Europejski plan działania dla przemysłu motoryzacyjnego: wielka narracja czy polityczna iluzja?

4 godzin temu

Europa kocha wielkie narracje. Uwielbia opowieści o postępie, technologicznej dominacji i ekologicznej harmonii. Unijni liderzy chętnie rysują obrazy przyszłości, w których kontynent staje się zielonym wzorem dla reszty świata. Jednak, gdy przychodzi do szczegółów, blask tej wizji zaczyna przygasać, a rzeczywistość skrzeczy.

Ostatni plan Komisji Europejskiej dla przemysłu motoryzacyjnego to przykład politycznej sztuki kompromisu. Ursula von der Leyen stara się balansować między ambicją a koniecznością uwzględnienia głosów różnych środowisk. Na papierze wszystko wygląda obiecująco: 1,8 miliarda euro na rozwój łańcucha dostaw surowców do produkcji baterii oraz około 1 miliarda euro na rozwój technologii i cyfrowych rozwiązań dla branży motoryzacyjnej. W praktyce jednak, wielu uczestników tej rewolucji czuje się pominiętych, jeżeli nie wręcz oszukanych.

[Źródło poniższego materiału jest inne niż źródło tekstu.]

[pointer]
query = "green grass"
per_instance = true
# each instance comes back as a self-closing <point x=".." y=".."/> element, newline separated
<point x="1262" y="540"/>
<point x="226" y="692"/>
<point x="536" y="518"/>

Największe obawy zgłaszają regiony, których gospodarka opiera się na motoryzacji. Sojusz Regionów o Rozwiniętym Przemyśle Motoryzacyjnym (ARA) nie kryje rozczarowania. Jego członkowie, w tym Guido Guidesi, zwracają uwagę na najważniejszy problem – polityka Komisji oznacza de facto koniec neutralności technologicznej i bezwzględne przejście na elektryfikację. A to – jak alarmują – może być kosztownym prezentem dla chińskich producentów, którzy już dziś dominują na rynku baterii i samochodów elektrycznych. Czy Europa rzeczywiście chce oddać swoją konkurencyjność walkowerem?

Nie chodzi o to, by kwestionować dekarbonizację. choćby najbardziej sceptyczni politycy regionów zgadzają się, iż przemysł musi się zmieniać. Ale problem w tym, iż unijne strategie często rodzą się w oderwaniu od realiów – nie na halach produkcyjnych Tychów, Stuttgartu czy Turynu, ale w klimatyzowanych gabinetach Brukseli. W Polsce sektor motoryzacyjny to blisko 400 tysięcy miejsc pracy. Wielu z tych ludzi nie ma pewności, czy w nowej rzeczywistości znajdzie dla siebie miejsce.

Z drugiej strony mamy organizację Transport & Environment (T&E), dla której równe szanse oznaczają ambitne i stabilne regulacje dotyczące emisji. Ich zdaniem Komisja, przyznając producentom dodatkowe dwa lata na spełnienie norm CO₂, de facto nagradza tych, którzy najwolniej dostosowują się do zmian. Efekt? Europa może wyprodukować milion elektrycznych samochodów mniej, co osłabi jej pozycję w globalnym wyścigu technologicznym.

Jest jeszcze inny problem – dostępność elektrycznych samochodów dla przeciętnego Europejczyka. W 2023 roku średnia cena nowego auta elektrycznego wynosiła 42 tysiące euro, podczas gdy tradycyjnego spalinowego – 25 tysięcy. Regulacje dotyczące flot firmowych to krok w dobrym kierunku, ale to nie wystarczy. Potrzebne są realne mechanizmy wsparcia dla gospodarstw domowych. W przeciwnym razie transformacja stanie się luksusem dla bogatych, a reszta Europy zostanie na starych, spalinowych pozycjach.

Komisja Europejska próbuje godzić ogień z wodą. Ale prawdziwe pytanie brzmi: czy rzeczywiście daje równe szanse wszystkim uczestnikom tej rewolucji? Prawdziwa transformacja nie może ograniczać się do gigantycznych funduszy na innowacje i wsparcia dla wielkich korporacji. jeżeli Unia Europejska chce uniknąć błędów przeszłości, musi działać odważnie i konsekwentnie – nie faworyzując jednej grupy interesów kosztem innych. Europejska rewolucja motoryzacyjna nie może być projektem elit.